女性落語家の春風亭ぴっかり☆改め蝶花楼桃花(41)が8日、大阪市内で「真打昇進披露公演」(12月19日、ABCホール)の記者懇談会に登場した。

 桃花は3月に真打に昇進。昇進からわずか4か月後の7月には浅草演芸ホールの主任(トリ)に抜擢されるなど活躍が目立っている。

 東京・名古屋と行われてきた真打昇進披露公演も大阪がラスト。師匠の春風亭小朝や兄弟子の出演はないが、春風亭一之輔らが出演し花を添える。桃花は「あえて師匠を呼ばず、仲のいい皆さんをお呼びして、楽しいものをお届けしたい」と意気込み。演目については「これから決めていきますが、桃花として初めて披露するネタをしたい」と話した。

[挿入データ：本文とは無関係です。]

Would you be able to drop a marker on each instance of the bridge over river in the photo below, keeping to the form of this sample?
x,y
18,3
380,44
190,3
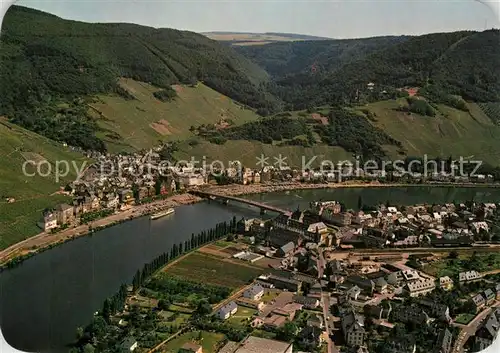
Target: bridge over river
x,y
225,199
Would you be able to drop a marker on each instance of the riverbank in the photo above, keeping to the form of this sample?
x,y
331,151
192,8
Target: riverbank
x,y
46,240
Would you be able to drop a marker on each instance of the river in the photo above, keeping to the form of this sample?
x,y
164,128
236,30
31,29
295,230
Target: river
x,y
48,296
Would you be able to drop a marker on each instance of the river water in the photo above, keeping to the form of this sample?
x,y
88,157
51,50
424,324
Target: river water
x,y
48,296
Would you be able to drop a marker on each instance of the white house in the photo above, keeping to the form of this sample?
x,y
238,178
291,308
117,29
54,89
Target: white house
x,y
227,311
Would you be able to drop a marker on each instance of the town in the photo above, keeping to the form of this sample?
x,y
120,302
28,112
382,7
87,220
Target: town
x,y
418,278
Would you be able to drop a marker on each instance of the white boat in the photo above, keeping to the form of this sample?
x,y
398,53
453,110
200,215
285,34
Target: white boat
x,y
162,213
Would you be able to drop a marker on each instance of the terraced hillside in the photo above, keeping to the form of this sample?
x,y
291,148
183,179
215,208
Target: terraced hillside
x,y
133,124
451,132
30,194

 桃花は9月、女性落語家として番組史上初めて「笑点」のレギュラー大喜利に出演したが「緊張しないフリをするので精一杯でした。師匠方の回転の早さとチームワーク感に驚きました」と振り返った。

 何かにつけて〝女性初〟と呼ばれることには「女性という個性であって、そこを意識はしていない。言ってもらえることで『蝶花楼桃花』という芸人を意識してくれるならうれしい」と意に介さず。「おばあちゃん落語家というのがいないので、そこは興味があります。今は100%気負ってますけど、おばあちゃんになっていくなかで自然な姿を見てもらえれば理想。年代ごとの私の姿を見てもらいたい」と語った。

 上方落語界でも女性落語家の桂二葉がブレークしているが、二葉については「前からいい意味の気の強さ、芯の強さを感じていたので、こうなるのは何の不思議もなかった」とブレークは当然といった様子。「二葉ちゃんで私も注目してもらってる部分があると思うので、(活躍は)うれしいですね」と笑った。

 一方、桃花の「笑点」の大喜利出演は、当時休養中だった6代目三遊亭円楽さんの代理だった。円楽さんは同月末に肺がんのため、この世を去ったが、桃花は「師匠が同期だったので仲のいい姿をずっと見ていた。師匠の落ち込みぶりもすごかった。私も元気な姿で戻ってきてくれると思っていたので、本当にびっくりしたし悲しい。私にとっても唯一無二な方でした」としのんだ。